Use rounded teaspoons of the following mixes to taste:
                                                          Cafe Bavarian Mint
1/4 c powdered creamer         1/3 c sugar          1/4 c instant coffee     2 Tbs powdered baking cocoa
2 hard candy peppermints
Process in a blender on liquify until well blended. Store in air tight container.


                                                              Cappuccino
1/4 c powdered creamer        1/3 c sugar     1/4 c instant coffee     1 orange flavored piece hard candy
Process in a blender on liquify until well blended and store in air tight container.

                                                               Swiss Mocha
1/4 c powdered creamer        1/3 c sugar      1/4 c instant coffee    2 Tbs powdered baking cocoa
Process in blender on liquify until well blended and store in air tight container.

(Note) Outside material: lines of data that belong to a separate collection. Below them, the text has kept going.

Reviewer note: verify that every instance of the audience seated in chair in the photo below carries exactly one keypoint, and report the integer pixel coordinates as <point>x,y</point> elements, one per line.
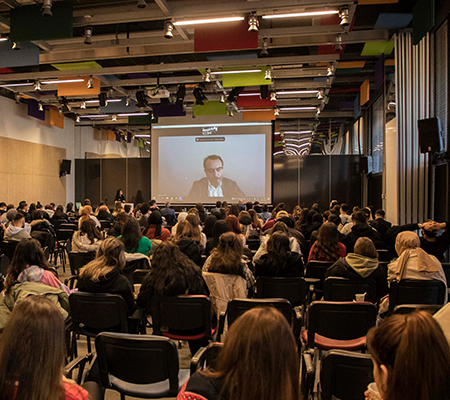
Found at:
<point>103,274</point>
<point>87,238</point>
<point>279,261</point>
<point>258,361</point>
<point>361,265</point>
<point>32,354</point>
<point>411,358</point>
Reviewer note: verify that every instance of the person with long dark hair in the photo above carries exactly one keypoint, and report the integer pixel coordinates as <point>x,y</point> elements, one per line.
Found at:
<point>29,265</point>
<point>411,358</point>
<point>87,239</point>
<point>327,247</point>
<point>32,354</point>
<point>155,229</point>
<point>279,261</point>
<point>133,240</point>
<point>258,361</point>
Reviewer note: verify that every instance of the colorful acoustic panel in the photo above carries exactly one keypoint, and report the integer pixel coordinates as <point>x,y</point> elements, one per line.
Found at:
<point>224,36</point>
<point>246,79</point>
<point>211,108</point>
<point>423,19</point>
<point>28,23</point>
<point>378,48</point>
<point>26,56</point>
<point>78,88</point>
<point>76,66</point>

                                                                 Viennese
1/4 c powdered creamer       1/3 c sugar          1/4 c instant coffee    1/2 tsp cinnamon
Process in blender on liquify until well blended and store in air tight container.

                                                               Yogocino
8oz. vanilla yogurt           1 tsp instant coffee granules     1/2 c milk        pressurized whipped cream
Pour yogurt, coffee, and milk in a jar and shake well until combined. Pour in glass and top with whipped cream.